Os homens, frágeis e tolos, voltarão a ser homens?
Se não o fizerem, terão que sofrer!

Quando a Autoridade abandona a Verdade na Igreja Católica, como tem feito desde o Vaticano II, então é mais fácil falar do que fazer no que se refere a caminhar na linha tênue entre a heresia à esquerda e o cisma à direita. Assim, não é de surpreender que um comentário incomumente incisivo, como o do Arcebispo Lefebvre citado nos últimos números destes “Comentários” (“Subam a Escada...”), desperte o interesse.

Um leigo, inclusive, duvidou da autenticidade do comentário: poderia o doce Arcebispo realmente ter dito tal coisa? Ah, sim, ele o fez. As palavras originais são um pouco menos elegantes que a polida citação, mas a substância é idêntica: "Com isso, tudo o que podemos fazer é subir a escada. Não há nada que possamos fazer com essa gente (os romanos conciliares). O que temos em comum com ela? Nada! Não é possível. Não é possível” (6 de setembro de 1990).

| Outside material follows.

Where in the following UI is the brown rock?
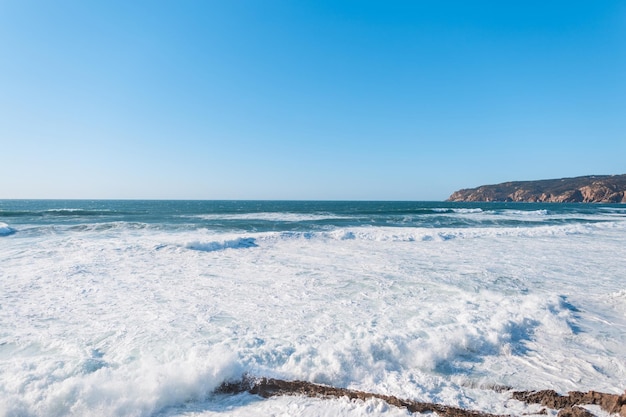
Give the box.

A referência da fita de áudio de 1990 é Audio – Retrec – PASCALE90 ou SACERDOTALE90. (No entanto, qualquer pessoa que deseje comprovar a citação por si mesmo deve ter cuidado com as coleções "revisadas" das fitas do Arcebispo, porque quaisquer palavras de sua forte oposição, como estas aos conciliaristas de Roma, podem muito bem ter sido cortadas por "editores" da Neofraternidade pró-Roma.)

Outro leitor que reagiu à citação é um sacerdote, do Novus Ordo, mas agora firmemente estabelecido em um Priorado da Neofraternidade na Suíça (sem ter sido reordenado condicionalmente, até onde sabemos).

Ele pensa que “as coisas parecem realmente diferentes hoje em dia” porque a atual geração de oficiais em Roma é de um tipo diferente daquele ao qual o Arcebispo reagiu nos anos 80, e os melhores deles querem uma restauração verdadeira da Igreja. Ele conclui que adotar a atitude do Arcebispo atualmente deixa apenas duas soluções: a "Resistência" ou o sedevacantismo.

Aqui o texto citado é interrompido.